En attendant, c’est sous un soleil resplendissant et un accueil chaleureux des Marocains que les équipages vont avoir le bonheur d’évoluer toute la semaine. Il va sans dire que cette nouvelle épreuve est un évènement pour tous les propriétaires de SSV. Il suffit de regarder les

45 équipages engagés sur le parking pour comprendre l’engouement d’une nouvelle génération de pilotes et de copilotes.

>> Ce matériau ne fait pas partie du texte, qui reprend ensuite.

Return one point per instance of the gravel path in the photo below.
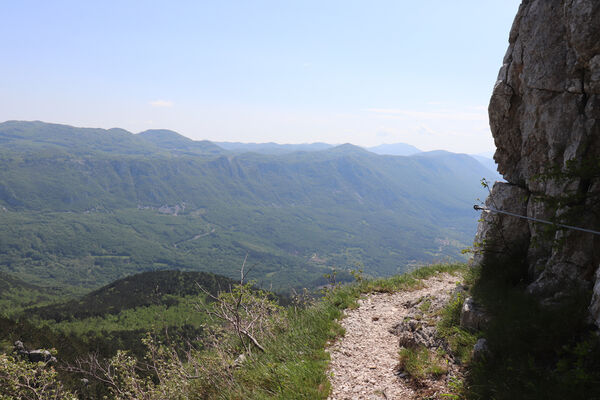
(363, 362)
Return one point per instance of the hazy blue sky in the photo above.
(365, 72)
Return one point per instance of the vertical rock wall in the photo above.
(545, 119)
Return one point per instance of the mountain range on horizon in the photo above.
(83, 207)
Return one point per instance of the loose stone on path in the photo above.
(364, 361)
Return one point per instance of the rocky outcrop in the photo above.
(472, 316)
(545, 118)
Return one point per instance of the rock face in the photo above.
(545, 119)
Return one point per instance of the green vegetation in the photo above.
(460, 341)
(293, 364)
(421, 363)
(536, 351)
(83, 207)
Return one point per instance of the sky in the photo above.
(284, 71)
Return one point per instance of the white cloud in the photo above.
(161, 103)
(430, 115)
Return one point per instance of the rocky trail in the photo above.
(364, 363)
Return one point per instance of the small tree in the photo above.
(21, 379)
(249, 313)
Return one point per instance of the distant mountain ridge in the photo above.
(82, 207)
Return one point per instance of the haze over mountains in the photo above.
(83, 207)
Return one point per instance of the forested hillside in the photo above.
(83, 207)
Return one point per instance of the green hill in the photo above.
(84, 207)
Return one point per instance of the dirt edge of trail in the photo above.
(364, 362)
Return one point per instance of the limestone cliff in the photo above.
(545, 118)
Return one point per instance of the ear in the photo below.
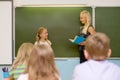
(86, 54)
(109, 53)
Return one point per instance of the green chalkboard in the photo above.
(62, 23)
(107, 20)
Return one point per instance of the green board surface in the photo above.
(107, 20)
(62, 23)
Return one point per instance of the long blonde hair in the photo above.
(88, 18)
(23, 55)
(40, 30)
(41, 65)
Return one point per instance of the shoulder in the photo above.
(23, 77)
(80, 67)
(114, 66)
(49, 42)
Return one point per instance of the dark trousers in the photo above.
(82, 56)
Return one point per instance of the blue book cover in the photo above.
(77, 39)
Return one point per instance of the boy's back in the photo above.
(96, 70)
(97, 51)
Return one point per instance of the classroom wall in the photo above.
(69, 64)
(66, 67)
(76, 2)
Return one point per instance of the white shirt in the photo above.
(96, 70)
(25, 77)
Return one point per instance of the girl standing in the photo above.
(85, 30)
(42, 36)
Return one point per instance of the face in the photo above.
(44, 34)
(83, 18)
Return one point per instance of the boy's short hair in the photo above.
(97, 46)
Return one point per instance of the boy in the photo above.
(97, 50)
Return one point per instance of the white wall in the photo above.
(68, 2)
(5, 32)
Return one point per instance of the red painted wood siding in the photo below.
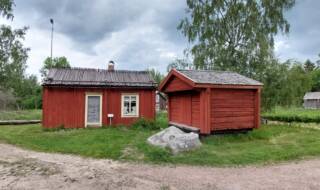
(66, 106)
(184, 108)
(232, 109)
(175, 84)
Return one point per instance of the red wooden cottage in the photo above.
(78, 97)
(212, 100)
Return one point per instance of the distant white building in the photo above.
(311, 100)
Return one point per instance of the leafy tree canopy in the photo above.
(57, 62)
(156, 75)
(180, 64)
(234, 35)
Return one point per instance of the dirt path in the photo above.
(24, 169)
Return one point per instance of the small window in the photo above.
(130, 105)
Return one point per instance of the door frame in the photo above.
(86, 110)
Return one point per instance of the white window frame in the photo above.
(122, 104)
(86, 110)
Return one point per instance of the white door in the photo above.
(93, 110)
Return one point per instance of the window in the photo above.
(130, 105)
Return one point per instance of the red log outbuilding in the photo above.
(77, 97)
(212, 100)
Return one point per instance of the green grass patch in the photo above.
(293, 115)
(21, 115)
(269, 144)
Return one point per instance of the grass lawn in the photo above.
(21, 115)
(293, 115)
(268, 144)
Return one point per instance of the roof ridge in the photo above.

Trois marques devraient se disputer le ‘’Graal’’ très convoité : Can Am, Yamaha et Polaris. Fort de ses derniers résultats en Rallye-Raid, Can Am devrait sans doute faire monter les enchères ?

La première étape de la journée donne droit aux vérifications administratives et techniques. Un passage obligé pour l’ensemble de la caravane afin de vérifier les documents liés à une compétition, et aussi, aux matériels de sécurité avant qu’ils s’élancent à bras raccourcis sur les pistes sinueuses du Sud Marocain. Si la caravane est scindée en trois hôtels, les vérifications sont centralisées au Pacha. Depuis ce matin 9h00 c’est l’effervescence autour de Giselle. François Cazalet quant à lui, il a la lourde tâche d’être ouvreur et relations concurrents.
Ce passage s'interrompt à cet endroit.